Bitcoin skilled a uncommon two-block reorganization on Monday, with competing blocks at heights 941881 and 941882 briefly splitting the community earlier than Foundry USA Pool’s department got here out on prime.
How the reorg unfolded
The occasion started when a number of miners discovered legitimate blocks at almost the identical time, creating a short lived fork.
Foundry mined its personal model of block 941881 whereas AntPool produced a competing block on the identical peak.
ViaBTC then prolonged the AntPool department with block 941882, whereas Foundry concurrently constructed an alternate model of the identical block by itself chain.
Foundry in the end mined seven consecutive blocks on its department, making it the heaviest chain by cumulative proof of labor.

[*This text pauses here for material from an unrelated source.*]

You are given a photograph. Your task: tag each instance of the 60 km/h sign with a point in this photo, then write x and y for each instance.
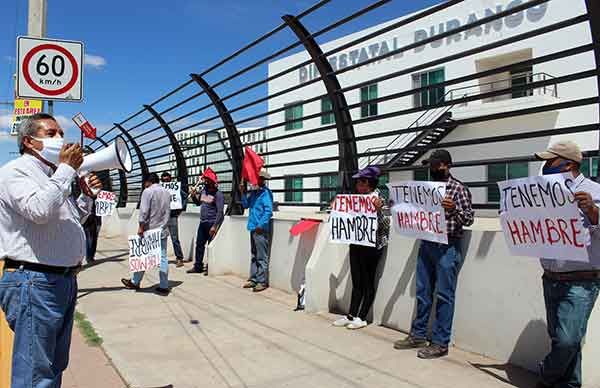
(49, 69)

Consequently, the blocks mined by AntPool and ViaBTC grew to become stale — legitimate blocks that fell exterior Bitcoin’s canonical ledger, which means these miners acquired no rewards for them.
Pool dimension and hashrate
Foundry’s dominance in community hashrate probably influenced the end result.
Foundry USA Pool controls roughly 32.2% of Bitcoin’s hashrate, in contrast with 15.7% for AntPool and seven.2% for ViaBTC.
Bitcoin developer “b10c” famous {that a} pool’s likelihood of discovering the subsequent block is proportional to its share of whole hashrate, which means bigger swimming pools have a pure statistical edge throughout short-lived forks.
What occurred to the displaced transactions
Transactions included within the stale blocks weren’t misplaced.
They both already existed within the successful chain or returned to the mempool for attainable inclusion in later blocks.
The episode displays Bitcoin’s consensus guidelines working as designed — nodes reorganized to the heavier chain, restoring a single canonical historical past.
Whereas single-block reorganizations happen often, a two-block occasion is much less frequent however nonetheless a identified consequence of near-simultaneous block discovery and unusual community propagation.